Batch import test cases formatting

This section describes how to format a CSV file for importing batch test cases for your agent. The system reads this file to create a structured set of test cases, each containing one or more conversational turns.

A single test case can span multiple rows in the CSV file. The first row of a test case defines its overall properties (like its name and language). Each subsequent row for that test case defines a single back-and-forth turn in the conversation (user says something, agent is expected to reply).

The CSV file must have a header row as the very first line. This header defines the data in each column.

Required headers

The two required headers must be in the order shown. Both are required for the first row of a new test case. You can start a new test case by providing new DisplayName and LanguageCode values.

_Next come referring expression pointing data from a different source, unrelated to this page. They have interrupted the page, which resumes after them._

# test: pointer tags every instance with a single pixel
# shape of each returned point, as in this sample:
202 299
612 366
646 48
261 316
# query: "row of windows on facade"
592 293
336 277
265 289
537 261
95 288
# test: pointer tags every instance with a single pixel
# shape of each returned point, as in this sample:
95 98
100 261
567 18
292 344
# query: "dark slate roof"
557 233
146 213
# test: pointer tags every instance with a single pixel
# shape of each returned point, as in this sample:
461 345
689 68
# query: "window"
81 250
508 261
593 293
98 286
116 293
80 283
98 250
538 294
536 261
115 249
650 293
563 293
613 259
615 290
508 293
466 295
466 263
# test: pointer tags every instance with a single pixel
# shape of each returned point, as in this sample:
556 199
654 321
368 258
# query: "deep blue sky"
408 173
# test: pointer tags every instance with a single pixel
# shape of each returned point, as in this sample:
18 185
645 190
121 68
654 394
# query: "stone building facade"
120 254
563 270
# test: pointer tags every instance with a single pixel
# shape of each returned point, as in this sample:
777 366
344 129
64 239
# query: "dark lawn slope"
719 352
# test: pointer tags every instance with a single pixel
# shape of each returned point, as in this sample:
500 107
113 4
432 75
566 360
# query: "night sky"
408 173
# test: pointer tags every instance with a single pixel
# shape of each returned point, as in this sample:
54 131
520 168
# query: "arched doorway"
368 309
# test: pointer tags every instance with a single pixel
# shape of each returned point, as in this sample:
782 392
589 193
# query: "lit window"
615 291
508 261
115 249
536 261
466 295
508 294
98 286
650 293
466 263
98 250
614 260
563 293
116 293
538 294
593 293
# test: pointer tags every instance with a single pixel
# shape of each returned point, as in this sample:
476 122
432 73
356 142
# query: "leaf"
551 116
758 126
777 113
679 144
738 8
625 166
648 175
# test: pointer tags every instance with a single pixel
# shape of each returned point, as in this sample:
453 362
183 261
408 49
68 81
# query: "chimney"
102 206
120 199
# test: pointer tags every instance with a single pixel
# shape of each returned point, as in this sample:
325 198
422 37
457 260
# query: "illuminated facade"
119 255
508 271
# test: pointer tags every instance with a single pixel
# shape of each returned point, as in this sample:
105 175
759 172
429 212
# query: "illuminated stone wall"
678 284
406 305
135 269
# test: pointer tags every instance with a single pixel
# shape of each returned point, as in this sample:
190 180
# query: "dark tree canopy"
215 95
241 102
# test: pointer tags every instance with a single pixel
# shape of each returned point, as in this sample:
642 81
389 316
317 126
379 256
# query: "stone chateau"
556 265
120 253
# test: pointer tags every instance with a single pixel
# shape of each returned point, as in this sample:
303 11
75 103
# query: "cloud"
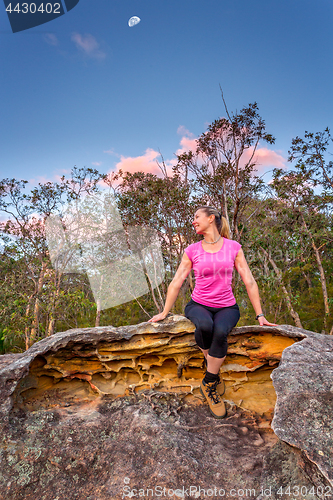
51 39
89 45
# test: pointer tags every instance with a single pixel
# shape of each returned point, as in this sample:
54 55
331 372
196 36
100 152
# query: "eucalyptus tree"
23 236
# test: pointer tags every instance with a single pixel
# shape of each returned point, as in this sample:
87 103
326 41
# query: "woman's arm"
174 287
251 286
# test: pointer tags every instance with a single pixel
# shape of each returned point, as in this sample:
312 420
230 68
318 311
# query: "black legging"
212 326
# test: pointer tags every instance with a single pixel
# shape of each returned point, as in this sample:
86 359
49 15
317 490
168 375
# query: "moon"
133 21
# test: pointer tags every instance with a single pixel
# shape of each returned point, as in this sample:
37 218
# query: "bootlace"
212 392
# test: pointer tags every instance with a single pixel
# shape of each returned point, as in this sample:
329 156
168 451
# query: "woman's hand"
157 317
263 321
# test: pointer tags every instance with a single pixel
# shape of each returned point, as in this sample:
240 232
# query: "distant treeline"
285 229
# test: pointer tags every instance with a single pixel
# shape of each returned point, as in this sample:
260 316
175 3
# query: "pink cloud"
88 44
264 158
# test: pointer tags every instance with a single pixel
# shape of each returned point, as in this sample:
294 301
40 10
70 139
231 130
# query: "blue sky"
88 90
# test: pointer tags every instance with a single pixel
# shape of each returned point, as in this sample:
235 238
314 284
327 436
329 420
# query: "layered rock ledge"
85 410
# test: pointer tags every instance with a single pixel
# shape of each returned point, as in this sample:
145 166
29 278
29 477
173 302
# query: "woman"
213 308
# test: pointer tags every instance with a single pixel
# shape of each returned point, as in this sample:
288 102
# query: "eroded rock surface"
97 413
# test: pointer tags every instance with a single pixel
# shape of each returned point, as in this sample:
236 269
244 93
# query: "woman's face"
201 222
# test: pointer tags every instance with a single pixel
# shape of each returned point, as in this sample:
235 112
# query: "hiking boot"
220 388
216 405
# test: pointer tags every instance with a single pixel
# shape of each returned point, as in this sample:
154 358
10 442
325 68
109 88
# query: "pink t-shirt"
213 273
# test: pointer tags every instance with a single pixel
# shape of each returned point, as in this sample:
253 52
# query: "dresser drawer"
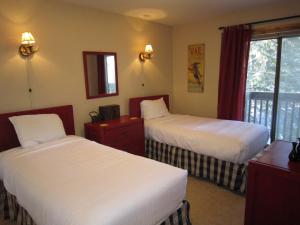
125 132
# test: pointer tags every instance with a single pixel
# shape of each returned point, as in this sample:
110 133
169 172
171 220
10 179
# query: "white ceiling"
173 12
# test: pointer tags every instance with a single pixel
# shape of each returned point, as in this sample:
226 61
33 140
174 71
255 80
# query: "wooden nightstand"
273 192
126 133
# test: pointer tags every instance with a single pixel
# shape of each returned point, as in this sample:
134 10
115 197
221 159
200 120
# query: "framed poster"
196 68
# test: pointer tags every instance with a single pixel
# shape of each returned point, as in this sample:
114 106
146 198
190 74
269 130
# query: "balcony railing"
259 107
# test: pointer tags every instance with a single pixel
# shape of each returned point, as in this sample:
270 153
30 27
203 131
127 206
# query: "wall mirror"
101 74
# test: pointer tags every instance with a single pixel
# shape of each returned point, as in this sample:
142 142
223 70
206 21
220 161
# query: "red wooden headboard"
134 103
8 136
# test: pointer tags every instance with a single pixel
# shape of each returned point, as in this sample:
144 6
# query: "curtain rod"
268 21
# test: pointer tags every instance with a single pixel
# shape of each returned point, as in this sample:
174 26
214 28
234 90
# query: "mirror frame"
84 54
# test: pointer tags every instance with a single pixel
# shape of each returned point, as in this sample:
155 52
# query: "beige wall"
207 32
62 32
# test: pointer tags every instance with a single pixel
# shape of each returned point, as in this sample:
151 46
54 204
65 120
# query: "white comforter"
228 140
74 181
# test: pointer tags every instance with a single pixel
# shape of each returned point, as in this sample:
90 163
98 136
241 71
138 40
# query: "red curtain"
233 72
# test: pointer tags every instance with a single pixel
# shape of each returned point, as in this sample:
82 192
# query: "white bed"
232 141
76 181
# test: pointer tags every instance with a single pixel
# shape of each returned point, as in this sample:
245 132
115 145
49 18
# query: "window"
273 86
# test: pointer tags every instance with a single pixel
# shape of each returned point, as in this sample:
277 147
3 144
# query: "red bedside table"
125 133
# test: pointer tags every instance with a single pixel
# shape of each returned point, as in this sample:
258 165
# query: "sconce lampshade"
27 47
27 38
148 48
147 54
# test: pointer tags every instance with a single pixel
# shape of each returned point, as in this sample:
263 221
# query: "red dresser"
273 191
126 133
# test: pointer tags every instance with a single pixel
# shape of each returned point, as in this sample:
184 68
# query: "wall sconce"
27 46
147 54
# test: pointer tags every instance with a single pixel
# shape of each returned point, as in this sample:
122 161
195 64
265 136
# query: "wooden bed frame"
134 103
8 136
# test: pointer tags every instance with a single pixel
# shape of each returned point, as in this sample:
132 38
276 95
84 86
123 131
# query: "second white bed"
76 181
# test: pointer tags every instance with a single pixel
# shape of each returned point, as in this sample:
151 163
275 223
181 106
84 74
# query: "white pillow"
151 109
37 129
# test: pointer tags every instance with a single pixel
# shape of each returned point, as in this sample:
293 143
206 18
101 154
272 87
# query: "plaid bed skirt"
226 174
11 210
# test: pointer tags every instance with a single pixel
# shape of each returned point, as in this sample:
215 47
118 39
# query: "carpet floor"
210 205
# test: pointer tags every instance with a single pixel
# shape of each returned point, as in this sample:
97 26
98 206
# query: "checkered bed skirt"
227 174
11 210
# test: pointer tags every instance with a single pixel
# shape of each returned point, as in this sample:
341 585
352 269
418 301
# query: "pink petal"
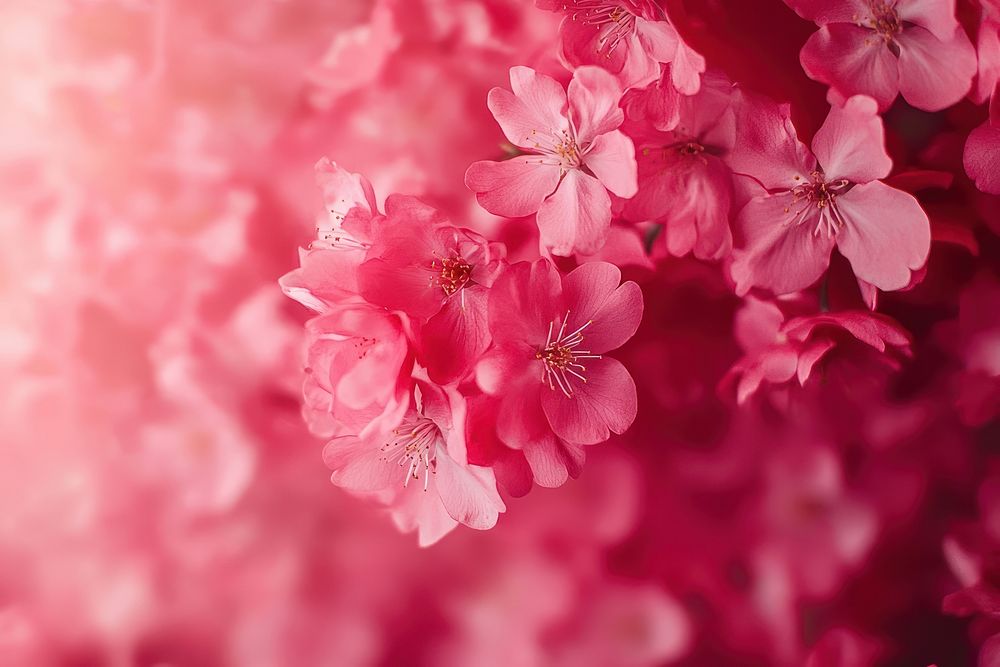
454 339
593 103
612 159
358 465
937 16
513 188
523 301
593 293
982 157
468 493
767 148
887 234
779 255
824 11
853 61
933 73
576 218
605 403
520 420
552 462
851 143
537 105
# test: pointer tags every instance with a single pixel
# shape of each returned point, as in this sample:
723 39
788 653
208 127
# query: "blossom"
881 48
575 156
780 351
417 464
814 201
358 368
549 364
629 38
328 271
684 182
438 275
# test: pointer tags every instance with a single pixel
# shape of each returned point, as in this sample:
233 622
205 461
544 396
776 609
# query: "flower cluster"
691 309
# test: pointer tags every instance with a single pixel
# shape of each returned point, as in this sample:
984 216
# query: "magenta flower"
684 182
629 38
813 202
576 155
358 368
881 48
438 275
549 366
328 271
417 465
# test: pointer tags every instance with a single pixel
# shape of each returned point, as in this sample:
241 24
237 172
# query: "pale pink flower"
549 364
779 352
328 267
418 467
684 182
881 48
437 274
575 156
357 370
629 38
982 149
815 201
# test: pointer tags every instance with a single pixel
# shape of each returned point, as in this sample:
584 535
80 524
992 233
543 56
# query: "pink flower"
417 465
358 368
548 366
815 201
629 38
328 268
684 183
981 151
575 156
778 351
438 275
881 48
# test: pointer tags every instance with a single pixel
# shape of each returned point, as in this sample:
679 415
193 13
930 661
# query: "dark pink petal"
604 404
468 493
577 216
593 103
982 157
887 234
404 288
612 159
853 61
513 188
851 143
937 16
779 254
358 464
933 73
520 420
766 147
454 339
537 105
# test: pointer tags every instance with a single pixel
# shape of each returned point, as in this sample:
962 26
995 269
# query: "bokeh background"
161 502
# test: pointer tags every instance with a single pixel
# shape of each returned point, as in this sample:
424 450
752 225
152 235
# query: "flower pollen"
561 357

  • DisplayName: The name of your test case. This is only filled in for the first row of a new test case.
  • LanguageCode: The language code for the test (for example, en, en-US, es).

Optional headers

You can include any of the following optional headers to provide more detail for your test cases. They can be in any order after the first two required columns.

Test case metadata

  • Tags: Space-separated tags for organizing tests (for example, "payments onboarding").
  • Notes: Free-text notes or a description of the test case purpose.
  • TestCaseConfigV2.StartResource: Specify the flow or playbook to start the test with.

User input

  • UserInput.Input.Text: The text the user "types" for a given turn.
  • UserInput.InjectedParameters: Parameters to inject into the conversation at the start of a turn, formatted as a JSON string.

Agent output

  • AgentOutput.QueryResult.ResponseMessages.Text: The exact text you assert the agent replied with.
  • AgentOutput.QueryResult.Parameters: The parameters you assert were extracted by the agent, formatted as a JSON string.

Expectations

  • OrderedExpectations.ExpectedFlow: The flow you expect to be active after the turn.
  • OrderedExpectations.ExpectedIntent: The intent you expect to be matched for the turn.
  • OrderedExpectations.ExpectedAgentReply: The text you expect the agent to reply with. Can be a substring of the full reply.
  • OrderedExpectations.ExpectedOutputParameter: The parameters you expect to be set at the end of the turn, formatted as a JSON string.

Audio metadata

  • AudioTurnMetadata Metadata for audio-based tests, formatted as a JSON string.

Build a test case

Test cases are organized by data rows.

  1. To start a new test case, fill out its metadata row.
    • Rule: This row must have a value in the DisplayName column.
    • Action: Input values for DisplayName and LanguageCode. You can also add tags, notes, or a TestCaseConfigV2.StartResource in this row. Conversation-turn columns (like UserInput.Input.Text) should be left empty in this row. if using tags, separate each tag with a space. Example: tag1 tag2 tag3. If using TestCaseConfigV2.StartResource, prefix the resource name with start_flow: or start_playbook:. Example: start_flow:projects/p/locations/l/agents/a/flows/f.
  2. Add a conversational turn to the test case you just started by adding a new row immediately below it.
    • Rule: The DisplayName column must be empty. This tells the parser that it's a turn belonging to the previous test case.
    • Action: Fill in the columns that describe the user's action and the expected agent response for this turn, such as UserInput.Input.Text and OrderedExpectations.ExpectedAgentReply. For columns requiring JSON, you must provide a valid JSON object as a string. Example: {"param_name": "param_value", "number_param": 123}.